People with mortgages have seen repeated spikes in interest rates which, combined with inflation and other financial hits, constitute an enormous shock to the average household. Related to this, many renters face increases they can’t possibly afford as buy-to-let landlords move to offset rising mortgage costs.
However, as strange as this might sound given all of this, the sheer scale of the current catastrophe might usher in an opportunity to consider more radical, progressive solutions.
A clear-eyed assessment would suggest that a radical response is not going to be driven by the Official Opposition in Westminster. However, that doesn’t mean Labour won’t be pushed by public opinion at some point. Labour has been riding high in the polls, mainly due to what the Tories have and haven’t done rather than what Labour are proposing, but, coming out of the winter of 2022/23 with the public battered and exhausted from a ‘perma-crisis’ of financial woes – might something shift? If elected come 2024, could Labour argue that taking more ambitious measures, for example to shore up public services and wages, are part of their mandate?
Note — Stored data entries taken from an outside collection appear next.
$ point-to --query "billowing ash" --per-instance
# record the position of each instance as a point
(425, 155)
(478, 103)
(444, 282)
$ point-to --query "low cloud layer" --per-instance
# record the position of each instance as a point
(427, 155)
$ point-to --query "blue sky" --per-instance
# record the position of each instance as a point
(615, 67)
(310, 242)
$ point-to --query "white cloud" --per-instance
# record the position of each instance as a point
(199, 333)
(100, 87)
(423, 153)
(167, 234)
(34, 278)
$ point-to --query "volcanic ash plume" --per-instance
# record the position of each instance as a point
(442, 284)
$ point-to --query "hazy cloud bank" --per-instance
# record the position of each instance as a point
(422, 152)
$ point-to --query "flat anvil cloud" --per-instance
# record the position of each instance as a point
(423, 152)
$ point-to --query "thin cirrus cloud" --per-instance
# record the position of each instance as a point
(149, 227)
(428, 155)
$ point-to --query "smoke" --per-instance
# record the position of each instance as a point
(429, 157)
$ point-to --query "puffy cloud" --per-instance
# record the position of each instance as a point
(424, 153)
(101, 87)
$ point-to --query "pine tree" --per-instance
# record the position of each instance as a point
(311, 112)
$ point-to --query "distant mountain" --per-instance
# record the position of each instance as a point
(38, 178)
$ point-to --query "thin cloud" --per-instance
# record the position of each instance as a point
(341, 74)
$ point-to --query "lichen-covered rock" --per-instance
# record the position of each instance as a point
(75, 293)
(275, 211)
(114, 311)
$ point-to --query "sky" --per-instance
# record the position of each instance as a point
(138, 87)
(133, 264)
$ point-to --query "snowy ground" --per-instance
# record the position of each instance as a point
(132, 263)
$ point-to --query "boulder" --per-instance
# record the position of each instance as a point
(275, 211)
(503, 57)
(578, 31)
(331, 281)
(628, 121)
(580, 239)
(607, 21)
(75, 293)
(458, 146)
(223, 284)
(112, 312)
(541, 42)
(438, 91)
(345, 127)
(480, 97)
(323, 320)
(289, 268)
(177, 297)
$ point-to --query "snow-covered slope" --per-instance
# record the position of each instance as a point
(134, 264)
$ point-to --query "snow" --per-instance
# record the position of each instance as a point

The optimist could look at the support for unions this past year as an example of shifting sands. If only we’d said ‘enough is enough’ when austerity was first rolled out 10 years ago the scale of today’s catastrophe would be less brutal and the mountain to climb out of it would be less steep.
One thing we know for sure is that sticking plaster politics won’t suffice. The Cost of Living crisis is unprecedented in modern times. There are choices to be made, and for everyone’s sake, they need to be the right ones. Fear is not an option.
• Mary O’Hara is the author of Austerity Bites: A journey to the sharp end of cuts in the UK and The Shame Game: Overturning the toxic poverty narrative.